Nein: Martin hatte Hafermilch eingefüllt. Martin war von Anfang an der Überzeugung, dass nur Hafermilch ökologisch vertretbar sei. Das ging so lange gut, wie jede*r seine eigene Milch im Kühlschrank hatte. Erst dachten alle im Team: das regelt sich schon. Tat es aber nicht. Martin blieb bei seiner Meinung. Wenn doch mal jemand im Frühdienst die bisher im Team genutzte Kuhmilch in den Kaffee-Automaten einfüllte, dauerte es keine fünf Minuten, bis Martin in der Tür stand und anfing zu diskutieren. Und er hat viele gute Argumente und ist sehr wortgewandt. Und hat einen langen Atem. Martha aber auch. Sie ist diejenige im Team, die leidenschaftlich gerne Kuchen backt und diesen mit dem Team gemeinsam genießt – bei einer Tasse Cappuccino. Und Martha weiss, was sie will (Nämlich frisch geschäumte Kuhmilch in ihren Cappuccino) und das hat auch Martin zu spüren bekommen: Lautstarke Diskussionen, ein Schlagabtausch nach dem anderen. Verbale Angriffe auch unterhalb der Gürtellinie füllten in den ersten Wochen des Jahres die Pausen. Noch heute können Martin und Martha nicht gleichzeitig im Raum sein, ohne dass der Kampf ums Rechthaben nach kurzer Zeit wieder losgeht.
Und nun ist es wieder so weit: Beim Gedanken an die bevorstehende Dienstbesprechung vergeht Ihnen jede Lust. – Vor allem auf Ihren geliebten Cappuccino – den trinken Sie inzwischen nur noch zu Hause. Klar fehlt Ihnen der Kaffee im Job, aber für die Diskussion mit Martin haben Sie keine Kraft und ausserdem würde das ja noch mehr auf die Stimmung in der Kita drücken und die ist ja ohnehin ziemlich angeschlagen. Also hören Sie sich Martins Vorträge an, warum Hafermilch unverzichtbar für die Zukunft unserer Kinder sei. Sie schlucken den Widerstand runter und versuchen zu lächeln. Das ist unangenehm und fühlt sich anstrengend an. Aber Sie sind eben nicht Martha und Harmonie ist Ihnen wichtig. Und einfach den Raum zu verlassen mit einem „Ach ne, da hab ich jetzt echt keine Lust drauf“, so wie andere Kollegen es tun, wenn die Milch- Diskussion wieder beginnt, das finden Sie unfreundlich.
Hoffentlich geht die Dienstbesprechung schnell rum, sodass Sie bald nach Hause kommen.
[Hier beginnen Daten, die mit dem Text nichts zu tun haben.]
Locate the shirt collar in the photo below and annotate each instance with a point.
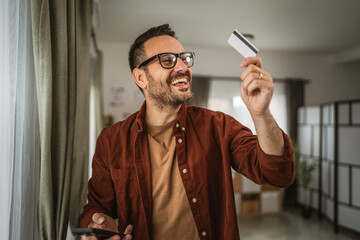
(140, 118)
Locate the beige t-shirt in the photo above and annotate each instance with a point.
(171, 214)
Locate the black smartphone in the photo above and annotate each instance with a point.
(100, 233)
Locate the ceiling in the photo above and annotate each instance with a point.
(322, 26)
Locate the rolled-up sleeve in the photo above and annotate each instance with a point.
(248, 158)
(101, 193)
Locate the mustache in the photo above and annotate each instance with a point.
(179, 75)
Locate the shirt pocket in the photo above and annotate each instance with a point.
(124, 180)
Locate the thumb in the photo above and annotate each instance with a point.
(98, 218)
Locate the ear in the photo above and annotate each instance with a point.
(140, 78)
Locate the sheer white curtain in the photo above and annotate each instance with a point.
(18, 123)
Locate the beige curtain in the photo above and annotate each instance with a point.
(97, 63)
(60, 40)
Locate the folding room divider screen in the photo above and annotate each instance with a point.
(329, 135)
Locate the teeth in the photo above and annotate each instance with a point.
(176, 81)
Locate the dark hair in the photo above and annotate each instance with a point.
(137, 50)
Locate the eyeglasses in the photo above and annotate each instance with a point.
(169, 60)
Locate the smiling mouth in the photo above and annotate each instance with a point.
(180, 83)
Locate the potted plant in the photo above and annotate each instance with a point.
(303, 175)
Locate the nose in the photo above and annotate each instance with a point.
(180, 66)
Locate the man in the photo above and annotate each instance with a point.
(165, 172)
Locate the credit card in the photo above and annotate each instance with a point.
(242, 45)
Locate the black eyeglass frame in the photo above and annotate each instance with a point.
(178, 55)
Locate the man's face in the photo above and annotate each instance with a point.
(164, 86)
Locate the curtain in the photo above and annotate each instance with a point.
(200, 88)
(97, 64)
(294, 99)
(80, 159)
(60, 41)
(18, 124)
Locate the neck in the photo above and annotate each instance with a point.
(159, 115)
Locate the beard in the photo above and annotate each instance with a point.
(164, 95)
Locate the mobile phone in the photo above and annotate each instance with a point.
(100, 233)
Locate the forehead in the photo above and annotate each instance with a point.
(162, 44)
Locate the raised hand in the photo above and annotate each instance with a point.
(257, 87)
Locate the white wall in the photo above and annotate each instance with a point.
(328, 81)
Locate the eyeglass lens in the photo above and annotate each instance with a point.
(169, 60)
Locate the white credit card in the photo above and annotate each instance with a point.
(242, 45)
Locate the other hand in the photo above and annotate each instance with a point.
(105, 222)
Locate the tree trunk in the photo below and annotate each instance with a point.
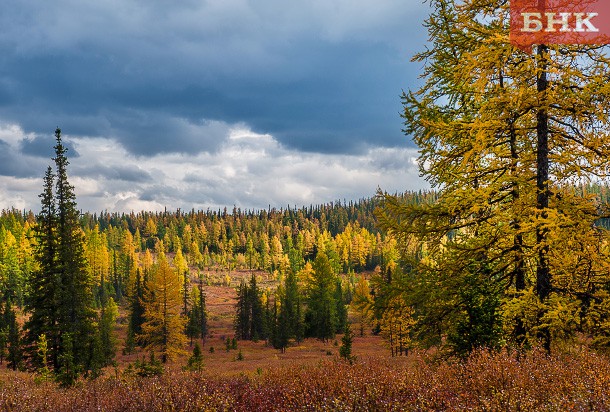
(543, 276)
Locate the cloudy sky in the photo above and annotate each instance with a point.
(208, 103)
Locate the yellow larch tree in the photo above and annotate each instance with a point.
(163, 329)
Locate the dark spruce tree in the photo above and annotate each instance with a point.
(61, 304)
(75, 300)
(42, 304)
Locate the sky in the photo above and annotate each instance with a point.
(208, 103)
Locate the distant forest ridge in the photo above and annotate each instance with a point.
(333, 216)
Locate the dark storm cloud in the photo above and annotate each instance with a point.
(165, 77)
(127, 173)
(13, 164)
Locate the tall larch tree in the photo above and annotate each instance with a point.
(321, 314)
(163, 330)
(504, 137)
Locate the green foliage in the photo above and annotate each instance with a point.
(478, 323)
(195, 362)
(249, 314)
(148, 369)
(43, 371)
(345, 351)
(68, 369)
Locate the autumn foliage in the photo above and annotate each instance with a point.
(484, 381)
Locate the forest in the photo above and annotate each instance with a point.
(490, 291)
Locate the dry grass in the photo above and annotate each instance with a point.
(484, 382)
(306, 377)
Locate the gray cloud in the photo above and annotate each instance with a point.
(164, 77)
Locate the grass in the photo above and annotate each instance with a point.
(486, 381)
(310, 376)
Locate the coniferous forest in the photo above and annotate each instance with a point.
(490, 291)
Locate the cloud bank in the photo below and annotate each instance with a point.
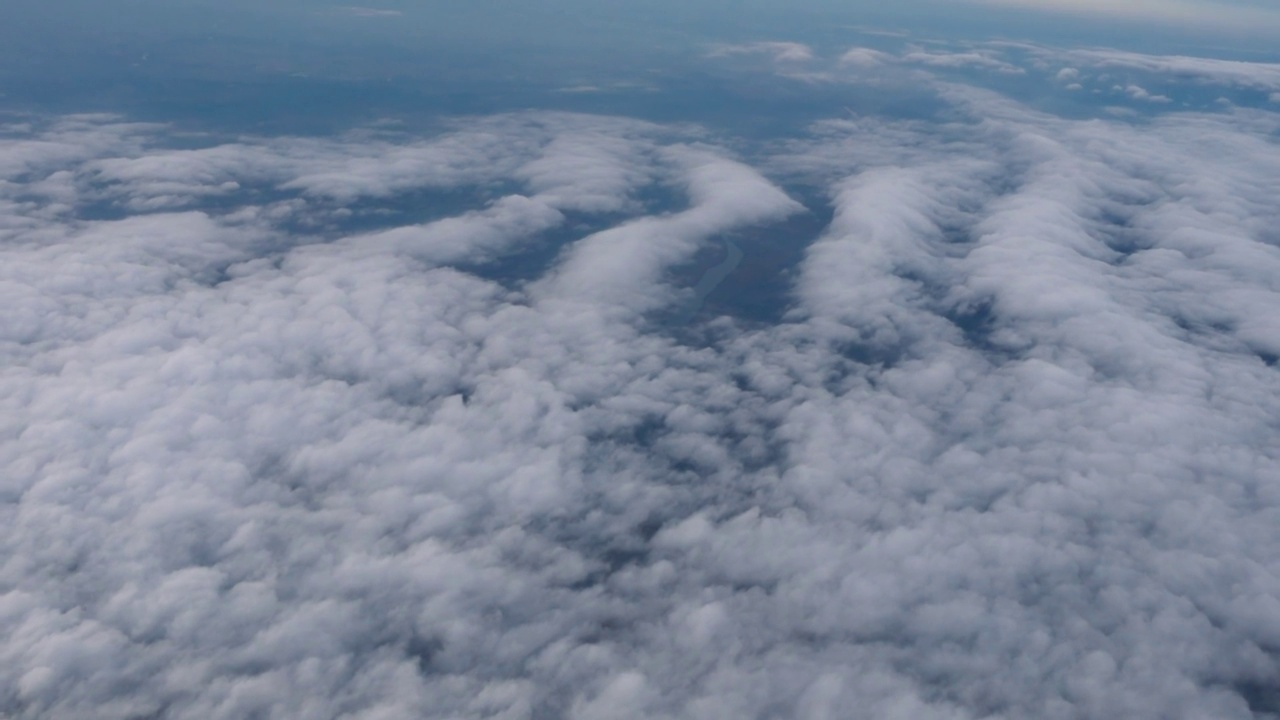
(268, 452)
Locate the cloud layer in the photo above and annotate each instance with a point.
(269, 451)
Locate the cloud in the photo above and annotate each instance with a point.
(1262, 76)
(968, 59)
(1009, 452)
(778, 51)
(1202, 13)
(371, 12)
(1139, 92)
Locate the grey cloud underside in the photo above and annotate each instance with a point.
(1013, 452)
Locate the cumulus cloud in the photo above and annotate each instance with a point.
(1010, 452)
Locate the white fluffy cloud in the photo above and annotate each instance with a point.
(1011, 452)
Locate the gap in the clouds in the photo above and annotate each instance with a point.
(1262, 698)
(758, 290)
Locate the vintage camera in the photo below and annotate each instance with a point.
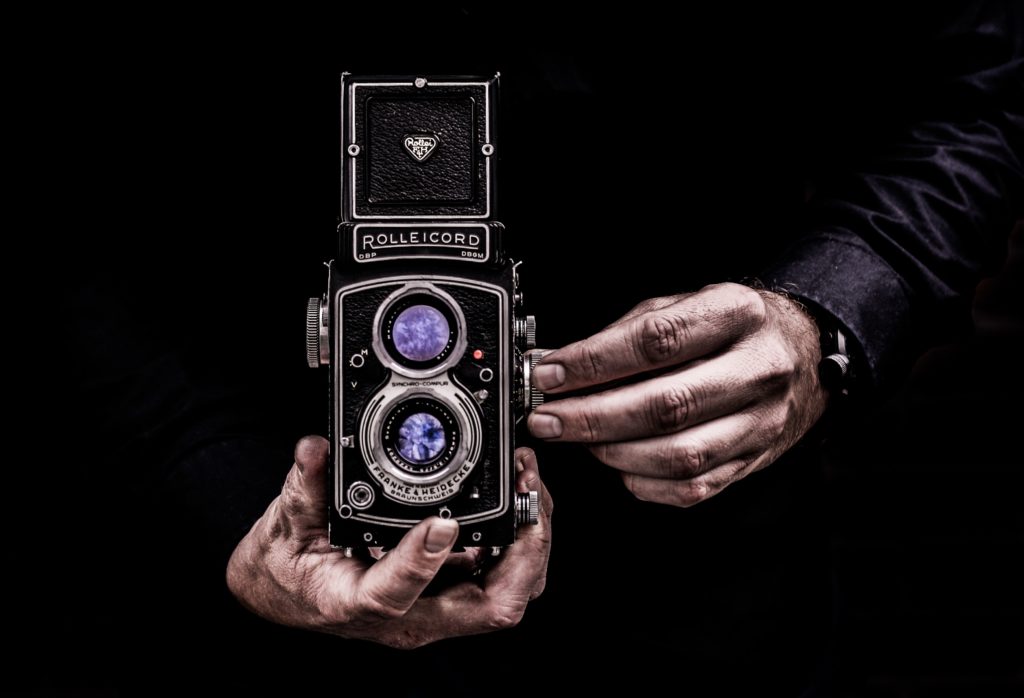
(423, 321)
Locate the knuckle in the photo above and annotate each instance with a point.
(663, 336)
(333, 612)
(632, 481)
(589, 425)
(776, 368)
(685, 461)
(673, 407)
(590, 361)
(377, 606)
(751, 305)
(406, 640)
(506, 616)
(292, 497)
(692, 491)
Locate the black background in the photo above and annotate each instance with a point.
(195, 191)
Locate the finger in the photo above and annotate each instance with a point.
(692, 491)
(527, 473)
(686, 453)
(663, 404)
(303, 496)
(690, 328)
(521, 573)
(391, 585)
(471, 609)
(468, 560)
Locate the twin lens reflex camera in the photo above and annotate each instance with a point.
(423, 322)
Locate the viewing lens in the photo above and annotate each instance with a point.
(420, 333)
(421, 437)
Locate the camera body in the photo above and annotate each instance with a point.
(423, 322)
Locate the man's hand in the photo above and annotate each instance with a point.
(725, 381)
(286, 571)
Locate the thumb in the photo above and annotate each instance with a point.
(303, 497)
(398, 578)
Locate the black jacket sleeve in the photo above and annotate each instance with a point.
(898, 243)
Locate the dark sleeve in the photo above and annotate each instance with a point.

Schade ist es schon – Sie waren so ein tolles Team, wo alle gerne am Montag Morgen zur Arbeit gekommen sind. Vorbei die unbeschwerten Pläusche mit Marthas Kuchen und die lustigen Neckereien im Team, wenn alle sich auf den Weg in die Dienstbesprechung machen.
Aber was tun?
Egal ob unterschiedliche Sportvereine oder das Thema Impfen. Spätestens seit der Pandemie kennt jede*r von uns Menschen, die ganz anderer Meinung sind als wir selbst. Und manchmal
macht es vielleicht Spaß zu diskutieren und auf diese Weise in Kontakt zu kommen. Aber was, wenn uns das keinen Spaß macht? Was wenn wir gerne mit jemandem in Kontakt wären, auch wenn diese Person in manchen Dingen eine ganz andere Meinung hat? Wenn wir einerseits nicht Diskutieren und Überzeugen wollen, andererseits ein Abwenden aber nicht in Frage kommt, weil uns die Person sehr wichtig ist oder weil wir in einem Arbeitskontext immer wieder aufeinander treffen.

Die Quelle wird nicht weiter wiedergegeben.